Pode haver nesta Capitania duzentos e vinte vizinhos. Tem cinco engenhos
dassucre. Ha nella hum mosteiro de padres da Companhia de Jesus. Tambem chegão
a esta Capitania os Aymorés e fazem nella dano aos moradores como nos Ilheos.
He terra mui abastada de caça, e de peixes que matão no rio que está junto da
povoação.
CAPÍTULO SÉTIMO
DA CAPITANIA DO SPIRITO SANTO
A Capitania do Spirito Santo está cincoenta legoas de Porto Seguro em vinte
graos, da qual he Capitão e governador Vasco Fernandes Coutinho. Tem hum
engenho somente, tira-se delle o melhor assucre que ha em todo o Brasil. Pode
ter até cento e oitenta vizinhos. Há dentro da povoação hum mosteiro de padres
da Companhia de Jesus,.
Tem hum rio mui grande onde os navios entrão, no qual se achão mais peixes
bois que noutro nenhum rio desta Costa. No mar junto desta Capitania matão
grande copia de peixes grandes e de toda maneira, e também no mesmo rio ha
muita abundancia delles. Nesta Capitania ha muitas terras e mui largas onde os
moradores vivem mui abastados assi de mantimentos da terra como de fazendas.

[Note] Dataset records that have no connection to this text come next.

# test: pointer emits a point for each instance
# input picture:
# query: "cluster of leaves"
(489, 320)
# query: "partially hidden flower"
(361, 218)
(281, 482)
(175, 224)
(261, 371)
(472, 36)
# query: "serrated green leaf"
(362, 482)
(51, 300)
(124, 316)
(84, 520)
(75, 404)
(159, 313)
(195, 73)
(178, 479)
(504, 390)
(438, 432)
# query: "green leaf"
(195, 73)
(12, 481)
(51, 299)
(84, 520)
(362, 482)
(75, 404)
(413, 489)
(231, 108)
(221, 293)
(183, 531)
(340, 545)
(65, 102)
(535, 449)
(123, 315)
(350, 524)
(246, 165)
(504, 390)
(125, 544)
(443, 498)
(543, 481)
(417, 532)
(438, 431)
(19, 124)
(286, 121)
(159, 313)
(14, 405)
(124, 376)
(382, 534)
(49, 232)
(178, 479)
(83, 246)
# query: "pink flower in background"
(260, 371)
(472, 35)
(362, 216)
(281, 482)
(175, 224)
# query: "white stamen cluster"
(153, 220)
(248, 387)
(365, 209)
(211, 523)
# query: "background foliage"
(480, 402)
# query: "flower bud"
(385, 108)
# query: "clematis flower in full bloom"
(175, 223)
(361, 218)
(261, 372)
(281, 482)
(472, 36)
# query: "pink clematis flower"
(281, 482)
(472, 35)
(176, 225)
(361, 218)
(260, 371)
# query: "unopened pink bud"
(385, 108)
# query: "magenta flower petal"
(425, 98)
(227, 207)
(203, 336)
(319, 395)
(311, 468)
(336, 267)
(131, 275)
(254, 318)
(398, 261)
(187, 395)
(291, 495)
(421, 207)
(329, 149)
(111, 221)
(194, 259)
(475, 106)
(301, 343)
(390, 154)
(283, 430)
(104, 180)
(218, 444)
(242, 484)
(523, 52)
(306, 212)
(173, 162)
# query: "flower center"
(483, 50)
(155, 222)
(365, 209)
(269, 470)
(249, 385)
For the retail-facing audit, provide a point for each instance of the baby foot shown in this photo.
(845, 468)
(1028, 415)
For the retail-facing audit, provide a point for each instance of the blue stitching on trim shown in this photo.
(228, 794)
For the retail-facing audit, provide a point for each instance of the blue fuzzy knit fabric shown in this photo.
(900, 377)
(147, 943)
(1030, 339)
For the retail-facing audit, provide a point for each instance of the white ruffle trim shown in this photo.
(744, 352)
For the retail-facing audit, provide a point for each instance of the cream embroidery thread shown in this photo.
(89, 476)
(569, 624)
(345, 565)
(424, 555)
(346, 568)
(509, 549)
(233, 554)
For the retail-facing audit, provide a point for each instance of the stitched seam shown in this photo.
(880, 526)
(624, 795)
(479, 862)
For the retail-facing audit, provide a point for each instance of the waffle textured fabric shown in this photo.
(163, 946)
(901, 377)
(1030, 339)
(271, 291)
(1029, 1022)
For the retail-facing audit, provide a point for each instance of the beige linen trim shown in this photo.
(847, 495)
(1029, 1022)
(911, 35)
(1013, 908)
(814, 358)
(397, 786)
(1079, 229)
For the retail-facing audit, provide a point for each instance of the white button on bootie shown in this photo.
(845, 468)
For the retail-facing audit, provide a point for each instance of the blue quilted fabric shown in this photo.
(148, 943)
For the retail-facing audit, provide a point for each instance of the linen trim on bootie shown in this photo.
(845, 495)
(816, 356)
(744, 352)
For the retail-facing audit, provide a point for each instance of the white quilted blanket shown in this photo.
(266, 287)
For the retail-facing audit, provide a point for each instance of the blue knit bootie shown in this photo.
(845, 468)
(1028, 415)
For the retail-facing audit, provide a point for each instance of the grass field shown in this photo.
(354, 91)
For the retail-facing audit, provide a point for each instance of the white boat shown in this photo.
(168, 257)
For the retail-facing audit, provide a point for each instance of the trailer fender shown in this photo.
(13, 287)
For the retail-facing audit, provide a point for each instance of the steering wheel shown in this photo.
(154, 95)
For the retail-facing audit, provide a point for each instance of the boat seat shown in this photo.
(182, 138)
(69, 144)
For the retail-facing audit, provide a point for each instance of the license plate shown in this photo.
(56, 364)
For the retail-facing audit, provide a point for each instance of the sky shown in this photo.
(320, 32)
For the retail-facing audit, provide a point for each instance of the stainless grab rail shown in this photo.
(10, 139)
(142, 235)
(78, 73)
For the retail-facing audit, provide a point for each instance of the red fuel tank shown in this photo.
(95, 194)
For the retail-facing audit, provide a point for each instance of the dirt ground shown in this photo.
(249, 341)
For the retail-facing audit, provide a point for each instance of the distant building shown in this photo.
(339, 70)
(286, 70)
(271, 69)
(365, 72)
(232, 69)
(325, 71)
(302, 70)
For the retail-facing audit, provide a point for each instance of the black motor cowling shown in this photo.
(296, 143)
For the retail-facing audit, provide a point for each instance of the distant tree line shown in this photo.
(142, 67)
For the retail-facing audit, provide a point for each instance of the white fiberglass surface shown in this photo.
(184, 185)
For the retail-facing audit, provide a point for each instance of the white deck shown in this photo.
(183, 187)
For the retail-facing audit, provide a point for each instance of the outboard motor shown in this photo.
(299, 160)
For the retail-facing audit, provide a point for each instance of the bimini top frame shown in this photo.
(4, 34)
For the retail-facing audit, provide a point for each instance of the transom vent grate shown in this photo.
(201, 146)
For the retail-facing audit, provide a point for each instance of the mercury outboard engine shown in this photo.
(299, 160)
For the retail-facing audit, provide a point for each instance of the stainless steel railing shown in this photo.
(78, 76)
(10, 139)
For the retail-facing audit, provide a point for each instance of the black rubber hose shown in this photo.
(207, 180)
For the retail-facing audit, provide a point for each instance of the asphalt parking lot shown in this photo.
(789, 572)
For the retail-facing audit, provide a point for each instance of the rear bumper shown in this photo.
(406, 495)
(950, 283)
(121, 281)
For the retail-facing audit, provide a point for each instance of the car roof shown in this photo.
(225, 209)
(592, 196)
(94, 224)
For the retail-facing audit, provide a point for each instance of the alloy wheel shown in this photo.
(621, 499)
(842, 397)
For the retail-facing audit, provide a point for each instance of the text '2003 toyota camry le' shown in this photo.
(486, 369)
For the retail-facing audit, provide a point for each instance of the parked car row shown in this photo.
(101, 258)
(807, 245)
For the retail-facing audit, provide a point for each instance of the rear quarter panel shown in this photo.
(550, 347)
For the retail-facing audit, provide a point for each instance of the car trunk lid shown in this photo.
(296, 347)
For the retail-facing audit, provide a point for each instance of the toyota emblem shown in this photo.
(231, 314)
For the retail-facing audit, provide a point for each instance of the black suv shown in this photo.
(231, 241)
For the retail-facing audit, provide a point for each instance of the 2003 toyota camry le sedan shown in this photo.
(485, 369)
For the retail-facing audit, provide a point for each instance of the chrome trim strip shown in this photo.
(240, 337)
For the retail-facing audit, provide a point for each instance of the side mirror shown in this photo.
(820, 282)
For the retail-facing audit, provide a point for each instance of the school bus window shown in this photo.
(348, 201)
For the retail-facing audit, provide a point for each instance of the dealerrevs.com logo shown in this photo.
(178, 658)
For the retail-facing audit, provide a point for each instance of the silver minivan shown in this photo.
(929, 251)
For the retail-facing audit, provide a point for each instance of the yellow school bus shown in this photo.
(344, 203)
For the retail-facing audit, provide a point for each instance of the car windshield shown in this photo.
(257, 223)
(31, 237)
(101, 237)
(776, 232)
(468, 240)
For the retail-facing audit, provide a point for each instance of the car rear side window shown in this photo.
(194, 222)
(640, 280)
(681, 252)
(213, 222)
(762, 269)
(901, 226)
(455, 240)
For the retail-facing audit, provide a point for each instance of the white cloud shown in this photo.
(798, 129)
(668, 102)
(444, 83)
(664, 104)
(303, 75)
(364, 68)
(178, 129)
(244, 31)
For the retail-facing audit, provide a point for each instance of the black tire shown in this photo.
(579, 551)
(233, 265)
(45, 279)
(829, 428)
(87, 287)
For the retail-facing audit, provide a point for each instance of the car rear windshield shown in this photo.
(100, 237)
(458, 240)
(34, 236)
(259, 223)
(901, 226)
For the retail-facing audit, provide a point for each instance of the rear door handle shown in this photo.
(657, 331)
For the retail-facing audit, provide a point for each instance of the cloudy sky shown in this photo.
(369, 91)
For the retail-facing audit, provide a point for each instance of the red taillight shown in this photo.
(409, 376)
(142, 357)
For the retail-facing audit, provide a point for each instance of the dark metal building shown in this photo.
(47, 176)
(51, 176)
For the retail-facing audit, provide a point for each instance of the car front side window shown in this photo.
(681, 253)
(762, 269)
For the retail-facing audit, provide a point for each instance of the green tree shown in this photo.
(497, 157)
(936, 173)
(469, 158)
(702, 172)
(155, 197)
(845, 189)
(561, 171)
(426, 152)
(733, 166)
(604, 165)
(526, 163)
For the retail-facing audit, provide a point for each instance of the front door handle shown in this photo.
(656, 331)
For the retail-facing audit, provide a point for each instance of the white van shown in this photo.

E quando se tomou a fortaleza do Rio de Janeiro desta mesma Capitania do
Spirito Santo sustentarão toda a gente e proverão sempre de mantimentos
necessarios enquanto estiverão na terra os que defendião.
RIOS
Avante desta Capitania em altura de vinte e hum graos está o rio de Paraiba,
este he mui grande e fermoso e tem infinito peixe. Junto do Cabofrio em altura
de vinte e dous graos está a Bahia fermosa, na qual se pode fazer huma
Capitania de muitos vizinhos, onde tambem se perdem muitas terras por falta de
gente.
Outros muitos rios ha nestas partes que deixo de escrever por serem pequenos e
não se fazer tanto caso delles, nem minha tenção foi outra se não tratar
destes mais notaveis, onde se podem fazer algumas povoações e conseguir
porveito das terras viçosas que por esta Costa estão desertas.